Each team had home advantage in one round, played away in another before a neutral venue was for another round.

===Group A===

| Team | Pld | W | L | D | PF | PA | PD | Pts |
|---|---|---|---|---|---|---|---|---|
| Clann na nGael | 3 | 2 | 0 | 1 | 45 | 34 | +11 | 5 |
| St Brigid's | 3 | 2 | 0 | 1 | 57 | 42 | +15 | 5 |
| Elphin | 3 | 1 | 2 | 0 | 35 | 47 | -12 | 2 |
| Strokestown | 3 | 0 | 3 | 0 | 29 | 43 | -14 | 0 |

Round 1
- Elphin 1-9, 0-10 Strokestown, 25/7/2020,
- St Brigid's 1-14, 1-14 Clann na nGael, 25/7/2020,

Round 2
- Strokestown 1-7, 0-14 St Brigid's, 31/7/2020,
- Elphin 0-8, 0-11 Clann na nGael, 1/8/2020,

Round 3
- Clann na nGael 0-17, 1-6 Strokestown, 15/8/2020,
- St Brigid's 3-17, 1-12 Elphin, 15/8/2020,

===Group B===

| Team | Pld | W | L | D | PF | PA | PD | Pts |
|---|---|---|---|---|---|---|---|---|
| Western Gaels | 3 | 3 | 0 | 0 | 60 | 30 | +30 | 6 |
| Roscommon Gaels | 3 | 2 | 1 | 0 | 43 | 35 | +8 | 4 |
| St Croan's | 3 | 1 | 2 | 0 | 33 | 56 | -23 | 2 |
| Fuerty | 3 | 0 | 3 | 0 | 29 | 44 | -15 | 0 |

Round 1
- Roscommon Gaels 0-7, 0-10 Western Gaels, 25/7/2020,
- Fuerty 0-6, 0-8 St Croan's, 25/7/2020,

Round 2
- St Croan's 0-12, 1-15 Roscommon Gaels, 1/8/2020,
- Western Gaels 0-18, 0-10 Fuerty, 2/8/2020,

Round 3
- Roscommon Gaels 2-12, 0-13 Fuerty, 16/8/2020,
- Western Gaels 4-20, 1-10 St Croan's, 16/8/2020,

===Group C===

| Team | Pld | W | L | D | PF | PA | PD | Pts |
|---|---|---|---|---|---|---|---|---|
| Boyle | 3 | 2 | 0 | 1 | 47 | 35 | +12 | 5 |
| Pádraig Pearse's | 3 | 1 | 1 | 1 | 43 | 41 | +2 | 3 |
| Michael Glavey's | 3 | 1 | 2 | 0 | 35 | 42 | -7 | 2 |
| Tulsk Lord Edward's | 3 | 1 | 2 | 0 | 36 | 43 | -7 | 2 |

Round 1
- Michael Glavey's 2-11, 1-7 Tulsk, 25/7/2020,
- Pádraig Pearse's 2-10, 3-7 Boyle, 26/7/2020,

Round 2
- Boyle 1-10, 1-9 Tulsk, 1/8/2020,
- Michael Glavey's 1-8, 0-14 Pádraig Pearse's, 2/8/2020,

Round 3
- Tulsk 1-11, 1-10 Pádraig Pearse's, 15/8/2020,
- Boyle 1-15, 0-7 Michael Glavey's, 15/8/2020,

==Knock-Out Stage==

===Preliminary Quarter-Final===
One third placed team from one of the three groups received a bye into the quarter-finals in an open draw (St Croan's).
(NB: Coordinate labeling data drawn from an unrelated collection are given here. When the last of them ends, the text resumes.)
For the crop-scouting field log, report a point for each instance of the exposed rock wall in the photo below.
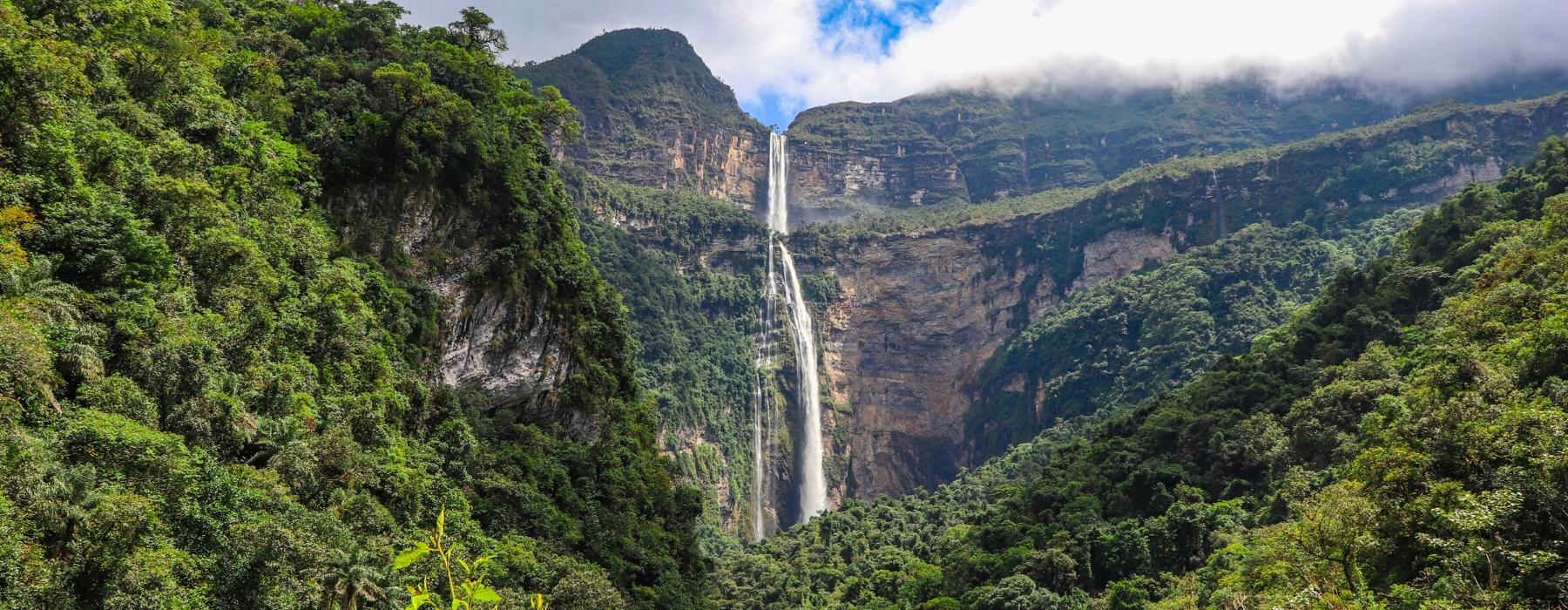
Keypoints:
(921, 312)
(850, 156)
(509, 347)
(721, 162)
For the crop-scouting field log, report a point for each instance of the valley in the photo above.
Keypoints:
(321, 305)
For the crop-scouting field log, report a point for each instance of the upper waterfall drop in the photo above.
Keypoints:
(778, 176)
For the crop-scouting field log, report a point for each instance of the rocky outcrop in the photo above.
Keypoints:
(1120, 253)
(917, 317)
(919, 312)
(720, 162)
(982, 145)
(848, 156)
(505, 345)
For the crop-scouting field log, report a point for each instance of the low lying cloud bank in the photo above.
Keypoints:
(781, 52)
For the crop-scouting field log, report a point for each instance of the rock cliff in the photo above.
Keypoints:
(921, 309)
(652, 115)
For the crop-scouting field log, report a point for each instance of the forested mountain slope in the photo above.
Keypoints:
(1396, 444)
(985, 143)
(656, 117)
(925, 297)
(243, 247)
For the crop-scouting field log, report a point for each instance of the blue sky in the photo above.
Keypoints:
(872, 27)
(787, 55)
The remaining two 3rd placed teams met in a Quarter-Final Play-Off to determine the team that completed the quarter-finals lineup.

===Quarter-finals===
The 1st placed teams in Groups A, B and C along with the 2nd placed team with the best record were seeded for the quarter-final draw and could not meet each other in the quarter-finals. The remaining 2nd and 3rd placed tams in the quarter-finals were unseeded. No pairing which is a repeat of a group stage fixture could occur in the quarter-finals.

==Relegation play-off==
The Relegation Play-Off consisted of the 4th placed finishers in Groups A, B and C. The two teams with the best group record played in the Relegation Semi-Final. The loser of this semi-final had to play-off with the remaining team in the Relegation Final. The winner of the semi-final and Final retained their senior status for 2021, while the loser of the Relegation Final had to ply their trade in the I.F.C. for 2021.